Tokyo
Korea: Five Artists, Five Hinsek ‘White’
2018/3/10–4/28
Tokyo Gallery + BTAP is very pleased to announce the restaging of the exhibition Korea: Five Artists, Five Hinsek ‘White.’
In 1975, Tokyo Gallery organized a group exhibition titled Korea: Five Artists, Five Hinsek ‘White,’ which was the first show in Japan dedicated to the works by contemporary Korean artists. In 1972, with a hope to conceive a programming that embraces contemporary art of other Asian countries, then the director Takashi Yamamoto travelled to Korea with the artist Yoshishige Saito, Jiro Takamatu, and the art critic Yusuke Nakahara. After their visit the gallery organized the exhibition that included the paintings by the five artists Kwon Young-Woo, Park Seo-bo, Suh Seung-Won, Hur Hwang, and Lee Dong-Youb. These paintings that were composed of white monochromatic color are now acknowledged as the origin of the Korean Dansaekhwa, which is currently receiving critical attention internationally.
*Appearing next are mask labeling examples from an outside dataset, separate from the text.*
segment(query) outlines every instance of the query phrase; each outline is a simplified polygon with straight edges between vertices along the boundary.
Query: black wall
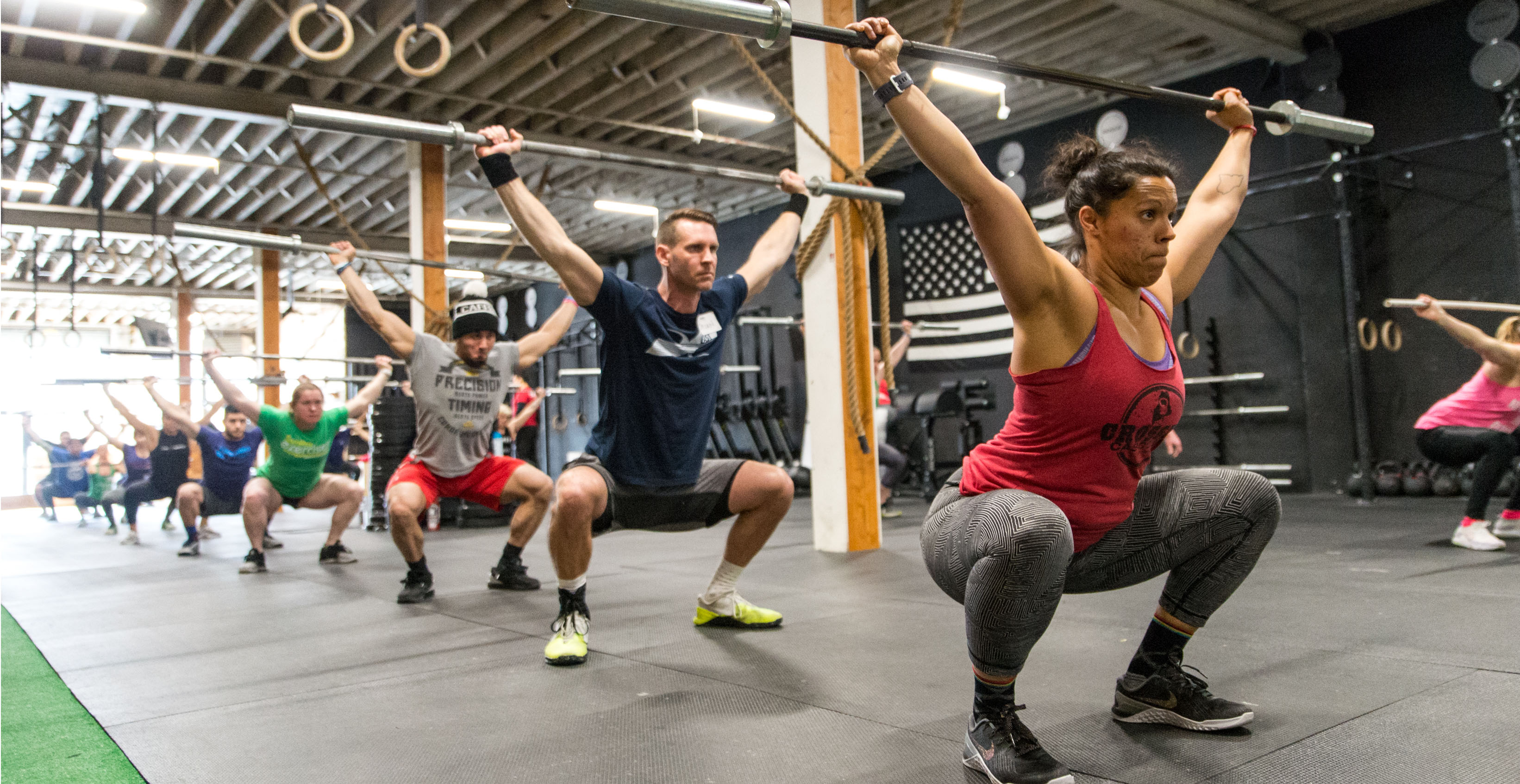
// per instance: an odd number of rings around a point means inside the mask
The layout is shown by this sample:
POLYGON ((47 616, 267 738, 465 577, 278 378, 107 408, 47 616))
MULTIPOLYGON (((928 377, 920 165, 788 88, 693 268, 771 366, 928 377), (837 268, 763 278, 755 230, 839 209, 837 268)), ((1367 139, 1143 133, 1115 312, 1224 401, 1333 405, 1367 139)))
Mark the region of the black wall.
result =
MULTIPOLYGON (((1477 44, 1465 35, 1470 0, 1453 0, 1391 20, 1344 32, 1335 38, 1344 70, 1339 90, 1348 117, 1377 126, 1377 138, 1347 155, 1379 153, 1497 128, 1500 105, 1493 93, 1477 88, 1467 64, 1477 44)), ((1307 91, 1301 67, 1252 61, 1175 84, 1178 90, 1208 94, 1239 87, 1257 105, 1289 97, 1304 102, 1307 91)), ((1029 204, 1052 198, 1038 187, 1040 170, 1053 146, 1073 132, 1091 132, 1097 115, 1122 109, 1129 120, 1129 138, 1148 138, 1183 166, 1178 182, 1187 191, 1208 169, 1224 143, 1224 131, 1204 117, 1140 100, 1123 100, 1102 109, 1020 131, 980 144, 983 161, 996 166, 1008 140, 1023 143, 1028 160, 1021 170, 1031 182, 1029 204)), ((879 111, 871 106, 866 111, 879 111)), ((991 111, 991 108, 988 109, 991 111)), ((1252 175, 1325 163, 1338 146, 1313 137, 1274 137, 1263 128, 1252 147, 1252 175)), ((1310 175, 1316 167, 1307 169, 1310 175)), ((1303 176, 1300 175, 1300 176, 1303 176)), ((1224 406, 1286 404, 1289 413, 1237 416, 1225 422, 1222 439, 1228 462, 1292 463, 1294 489, 1335 489, 1344 482, 1354 457, 1348 362, 1365 363, 1366 404, 1373 436, 1373 459, 1417 459, 1411 425, 1435 400, 1456 389, 1479 365, 1438 328, 1411 311, 1389 311, 1386 296, 1427 292, 1452 299, 1520 301, 1514 237, 1509 231, 1509 194, 1503 150, 1497 135, 1456 143, 1403 156, 1363 163, 1348 172, 1353 213, 1356 280, 1362 289, 1354 316, 1374 324, 1392 319, 1403 327, 1403 351, 1371 352, 1347 348, 1347 322, 1336 202, 1328 176, 1287 188, 1254 193, 1245 202, 1231 236, 1187 307, 1178 307, 1173 331, 1195 336, 1214 321, 1222 349, 1222 371, 1262 371, 1263 381, 1227 384, 1224 406), (1406 176, 1409 172, 1409 176, 1406 176), (1290 220, 1298 216, 1310 216, 1290 220), (1190 324, 1189 324, 1190 322, 1190 324)), ((894 313, 900 318, 901 280, 897 229, 924 220, 962 214, 959 202, 923 166, 876 178, 880 185, 907 191, 907 204, 888 208, 888 239, 894 277, 894 313)), ((1281 182, 1277 179, 1274 182, 1281 182)), ((777 210, 724 223, 719 228, 719 272, 733 272, 749 246, 775 219, 777 210)), ((751 307, 769 307, 772 315, 801 313, 800 287, 792 264, 777 273, 771 287, 751 307)), ((629 278, 654 286, 660 266, 646 248, 631 261, 629 278)), ((1471 315, 1485 330, 1497 316, 1471 315)), ((787 340, 778 340, 778 360, 789 369, 793 401, 803 401, 803 368, 787 340)), ((1184 360, 1187 375, 1210 372, 1207 346, 1184 360)), ((930 374, 909 365, 898 386, 935 389, 941 381, 986 377, 1002 407, 983 416, 988 435, 1008 415, 1012 383, 1006 368, 962 374, 930 374)), ((733 386, 727 380, 725 386, 733 386)), ((1190 387, 1190 409, 1213 407, 1204 387, 1190 387)), ((801 410, 801 409, 798 409, 801 410)), ((796 416, 795 419, 801 419, 796 416)), ((1158 454, 1160 463, 1199 465, 1214 462, 1208 418, 1184 418, 1178 427, 1186 451, 1180 460, 1158 454)))

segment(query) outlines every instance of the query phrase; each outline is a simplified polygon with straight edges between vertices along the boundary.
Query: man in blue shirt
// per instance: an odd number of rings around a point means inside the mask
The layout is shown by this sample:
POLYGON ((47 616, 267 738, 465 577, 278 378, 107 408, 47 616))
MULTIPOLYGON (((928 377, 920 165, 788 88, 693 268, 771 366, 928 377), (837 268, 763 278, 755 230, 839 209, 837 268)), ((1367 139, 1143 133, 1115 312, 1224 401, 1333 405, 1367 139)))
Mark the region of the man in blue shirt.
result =
POLYGON ((713 216, 670 213, 655 237, 663 278, 657 289, 646 289, 605 275, 523 185, 511 163, 523 146, 517 131, 492 126, 480 134, 492 144, 476 147, 476 156, 512 222, 605 336, 597 354, 600 419, 585 456, 572 460, 555 485, 549 555, 559 576, 559 617, 550 626, 555 635, 544 661, 585 661, 591 538, 619 529, 696 530, 739 515, 713 582, 698 596, 693 623, 780 626, 780 612, 745 602, 736 583, 790 509, 792 480, 774 465, 704 460, 704 454, 724 336, 745 301, 790 258, 807 210, 803 178, 781 172, 780 187, 792 202, 736 275, 717 277, 713 216))
MULTIPOLYGON (((185 542, 179 547, 182 556, 201 555, 201 536, 196 523, 201 515, 236 515, 243 507, 243 485, 258 460, 258 445, 264 441, 263 430, 248 424, 248 415, 228 406, 222 415, 222 432, 196 422, 184 409, 170 403, 144 384, 154 403, 185 433, 195 433, 201 445, 201 480, 185 482, 175 491, 175 506, 185 526, 185 542)), ((210 415, 208 415, 210 416, 210 415)), ((266 542, 268 545, 268 542, 266 542)))
POLYGON ((32 430, 32 415, 21 415, 21 432, 32 444, 47 450, 47 463, 52 466, 47 479, 36 485, 36 503, 43 507, 43 517, 56 521, 58 512, 53 509, 53 498, 73 498, 76 494, 90 489, 90 473, 85 462, 94 456, 94 450, 87 450, 85 442, 62 432, 58 444, 38 436, 32 430))

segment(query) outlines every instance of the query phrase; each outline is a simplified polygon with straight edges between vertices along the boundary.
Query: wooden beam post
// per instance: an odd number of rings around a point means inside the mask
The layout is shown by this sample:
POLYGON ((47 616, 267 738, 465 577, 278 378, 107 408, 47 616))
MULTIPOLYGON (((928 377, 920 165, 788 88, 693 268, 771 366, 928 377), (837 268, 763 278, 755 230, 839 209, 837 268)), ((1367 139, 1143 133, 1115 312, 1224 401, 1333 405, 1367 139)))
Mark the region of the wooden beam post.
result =
MULTIPOLYGON (((853 0, 796 0, 793 18, 845 26, 854 21, 853 0)), ((824 79, 793 79, 798 114, 828 140, 847 163, 862 161, 859 76, 844 50, 816 41, 792 40, 792 73, 822 73, 824 79)), ((798 173, 844 179, 845 172, 827 153, 796 132, 798 173)), ((818 222, 825 199, 815 199, 803 236, 818 222)), ((813 497, 813 547, 825 552, 872 550, 882 544, 880 500, 876 473, 876 428, 871 412, 871 302, 863 231, 856 231, 851 255, 854 286, 845 286, 845 219, 836 219, 833 236, 803 278, 803 313, 807 319, 807 418, 813 497), (853 304, 854 374, 845 366, 850 334, 847 304, 853 304), (848 400, 859 401, 863 415, 860 442, 850 421, 848 400)))
MULTIPOLYGON (((190 348, 190 313, 193 313, 195 305, 190 299, 188 289, 179 289, 175 292, 175 331, 179 333, 179 351, 195 351, 190 348)), ((179 356, 179 404, 190 410, 190 356, 179 356)))
MULTIPOLYGON (((274 234, 274 229, 264 229, 274 234)), ((280 251, 258 251, 258 278, 254 281, 258 296, 258 352, 280 352, 280 251)), ((280 375, 280 360, 263 360, 263 375, 280 375)), ((264 404, 280 407, 280 387, 266 386, 264 404)))
MULTIPOLYGON (((448 179, 448 158, 438 144, 407 141, 406 164, 410 179, 412 255, 429 261, 447 261, 444 181, 448 179)), ((410 283, 412 292, 421 296, 427 307, 439 313, 448 311, 448 278, 444 277, 444 270, 413 264, 410 283)), ((427 308, 416 299, 412 301, 412 328, 427 331, 427 308)))

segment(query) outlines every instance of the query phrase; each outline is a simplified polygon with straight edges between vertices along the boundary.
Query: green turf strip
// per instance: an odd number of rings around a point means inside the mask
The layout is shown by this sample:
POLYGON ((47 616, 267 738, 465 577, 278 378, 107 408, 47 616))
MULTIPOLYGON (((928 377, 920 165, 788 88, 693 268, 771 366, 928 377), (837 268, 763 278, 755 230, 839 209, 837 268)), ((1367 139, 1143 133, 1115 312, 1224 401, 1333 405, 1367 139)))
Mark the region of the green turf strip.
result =
POLYGON ((141 773, 0 609, 0 782, 126 784, 141 773))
Dansaekhwa was a loosely organized art movement in Korea that emerged in the 1970s. This group of artists engages in the processes of working on monochrome colors, gesture of repetition, and material plasticity as potential strategies to open new possibilities for painting. While such aesthetics corresponded to that of Art Informel and Minimalism in the West, these artistic practices are based on the cultural dispositions that are unique to Asia, aiming to confront nature through the act of painting. The movement is today internationally recognized as the first Korean avant-garde movement.
Organized forty-three years after the original Korea: Five Artists, Five Hinsek ‘White’, this exhibition juxtaposes the five artists’ most recent paintings with those produced in the 1970s. Holding the exhibition in Tokyo after four decades of its initial conception, we hope to show the continuity and transformation of their respective practices.